Voci di corridoio divulgate da qualche talpa che bazzica nelle stanze dei bottoni sostengono che con decorrenza dal prossimo anno le divise civili dei nati nel decennio 1960 – 1970, scaduto il lustro del rosso amaranto, torneranno a essere finalmente di blu scuro. Sono sicuro che la soffiata non ha reso felice solo me. Superati i cinquanta l’abbigliamento vivace sbatte e sottolinea il decorso qualitativo dell’epidermide, soprattutto in volto, soprattutto il collo, soprattutto se non te ne sei mai curato, soprattutto se comunque ami le tonalità scure e preferisci, malgrado fare altrimenti sia quasi impossibile, dare meno nell’occhio. Quello che ci auguriamo noi di mezza età, oltre a un ritorno ai colori primari per le tecniche di segregazione generazionale, è che ci sia una più limpida differenziazione cromatica rispetto alle recenti esperienze.
Quei cretinetti degli under 30, con il loro bordeaux, quante volte negli ultimi tempi hanno provato a mescolarsi a noi dell’élite di potere, peraltro riuscendoci in parte non certo per l’equivoco della nuance quanto per l’ormai rodata capacità, da parte nostra, di imitare i canoni della giovinezza in tutto e per tutto ma questo, si sa, è tema di ben altre considerazioni. Ora, con le nostre divise tutte blu, noi dell’élite torneremo a vivere fieri del nostro contrasto, del nostro tono e del nostro colore, nemmeno se i mutamenti sociali fossero regolamentati da un utente avanzato ai comandi di un Photoshop universale.
Il punto è che, qualsiasi pantone sarà identificativo di quelli sotto di noi nella scala anagrafico-gerarchico-cromatica, noi di una certa età continueremo a diffidare delle figure junior in qualunque posizione essi si collocheranno.
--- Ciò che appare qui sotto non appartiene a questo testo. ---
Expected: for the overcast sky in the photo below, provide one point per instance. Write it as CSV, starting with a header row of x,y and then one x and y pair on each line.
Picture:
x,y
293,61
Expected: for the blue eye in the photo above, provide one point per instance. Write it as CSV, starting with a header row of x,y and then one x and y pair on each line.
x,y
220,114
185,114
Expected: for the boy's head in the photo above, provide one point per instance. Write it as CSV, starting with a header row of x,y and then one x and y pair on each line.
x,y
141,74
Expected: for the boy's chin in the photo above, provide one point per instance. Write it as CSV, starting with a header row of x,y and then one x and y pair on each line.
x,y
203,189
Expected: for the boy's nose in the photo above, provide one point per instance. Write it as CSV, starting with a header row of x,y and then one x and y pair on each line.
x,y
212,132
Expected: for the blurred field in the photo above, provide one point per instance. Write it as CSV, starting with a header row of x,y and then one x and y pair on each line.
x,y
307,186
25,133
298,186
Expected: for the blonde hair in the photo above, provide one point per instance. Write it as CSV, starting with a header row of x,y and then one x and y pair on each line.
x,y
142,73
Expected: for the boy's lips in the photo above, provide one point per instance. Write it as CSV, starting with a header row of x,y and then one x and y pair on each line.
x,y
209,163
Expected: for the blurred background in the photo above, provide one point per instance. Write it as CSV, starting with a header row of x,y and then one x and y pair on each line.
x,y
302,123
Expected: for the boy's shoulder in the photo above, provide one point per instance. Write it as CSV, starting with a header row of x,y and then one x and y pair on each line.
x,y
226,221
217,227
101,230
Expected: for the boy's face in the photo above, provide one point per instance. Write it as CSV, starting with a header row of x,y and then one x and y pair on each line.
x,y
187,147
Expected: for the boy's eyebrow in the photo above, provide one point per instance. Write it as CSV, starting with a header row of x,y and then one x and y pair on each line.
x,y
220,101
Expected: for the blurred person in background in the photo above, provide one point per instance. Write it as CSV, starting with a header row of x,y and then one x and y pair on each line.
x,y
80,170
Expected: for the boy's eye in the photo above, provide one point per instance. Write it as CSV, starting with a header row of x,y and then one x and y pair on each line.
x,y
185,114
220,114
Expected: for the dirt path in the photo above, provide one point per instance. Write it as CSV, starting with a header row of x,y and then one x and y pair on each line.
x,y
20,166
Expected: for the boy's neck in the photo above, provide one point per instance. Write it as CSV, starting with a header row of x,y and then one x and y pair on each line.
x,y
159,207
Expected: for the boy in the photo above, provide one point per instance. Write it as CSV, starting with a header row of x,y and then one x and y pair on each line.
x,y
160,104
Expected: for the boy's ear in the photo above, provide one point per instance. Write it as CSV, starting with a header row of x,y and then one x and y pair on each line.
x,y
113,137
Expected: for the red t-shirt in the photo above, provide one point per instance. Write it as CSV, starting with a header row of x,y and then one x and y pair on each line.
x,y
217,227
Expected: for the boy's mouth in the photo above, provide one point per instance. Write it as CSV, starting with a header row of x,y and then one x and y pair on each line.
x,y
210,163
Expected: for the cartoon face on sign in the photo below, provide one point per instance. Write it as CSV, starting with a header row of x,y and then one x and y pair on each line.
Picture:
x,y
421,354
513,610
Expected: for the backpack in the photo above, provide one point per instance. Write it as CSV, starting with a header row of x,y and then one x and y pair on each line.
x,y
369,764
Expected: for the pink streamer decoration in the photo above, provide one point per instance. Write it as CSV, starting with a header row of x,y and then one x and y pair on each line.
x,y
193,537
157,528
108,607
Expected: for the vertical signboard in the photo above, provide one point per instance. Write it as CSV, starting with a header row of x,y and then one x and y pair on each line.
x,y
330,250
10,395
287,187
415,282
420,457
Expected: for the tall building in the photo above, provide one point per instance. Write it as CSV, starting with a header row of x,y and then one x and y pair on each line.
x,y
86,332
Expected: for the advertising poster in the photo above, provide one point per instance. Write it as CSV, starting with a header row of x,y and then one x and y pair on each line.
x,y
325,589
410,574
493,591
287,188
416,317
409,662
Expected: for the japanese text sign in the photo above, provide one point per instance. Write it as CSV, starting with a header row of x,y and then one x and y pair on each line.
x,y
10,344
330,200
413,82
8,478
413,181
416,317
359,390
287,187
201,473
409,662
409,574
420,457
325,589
Trovarseli in un completo giallo banana in una sala operatoria, in un tribunale, al volante di un taxi o anche solo dietro la friggitrice di un McDonald’s qualunque continuerà a lasciarci perplessi sulle possibilità di riuscita del loro compito e, di conseguenza, l’economia parallela dei capelli bianchi, le organizzazioni e le strutture clandestine a tutela delle cosiddette “cose come si facevano una volta” continueranno a diffondersi fino a quando, in un futuro non troppo remoto, noi della vecchia guardia lasceremo ai posteri una base installata di certezze sulle quali le nuove generazioni, accantonata definitivamente l’ingiustificata presunzione di cavarsela da sé e riconosciuta ufficialmente la nostra superiorità intellettuale, potranno ricostruirsi un sistema stabile e sperare in un prolungamento più sicuro delle aspettative di sopravvivenza.
Ma, a parte questo, sono certo si tratti di uno dei nostri, un fortunato esemplare cresciuto durante questa nostra jeunesse dorée, ad aver pubblicato l’articolo con i dati sul livello di istruzione degli immigrati nel nostro paese che, a quanto risulta dalla sua analisi, potrebbe addirittura farci piazzare ultimi nella classifica dei cervelloni su scala mondiale. Attenzione, però: non sono solo io a sostenere che lo smacco sia tutt’altro che immeritato, considerando che, a parte noi futuri “all blues”, sono gli italiani in primis a risultare un popolo di ignoranti.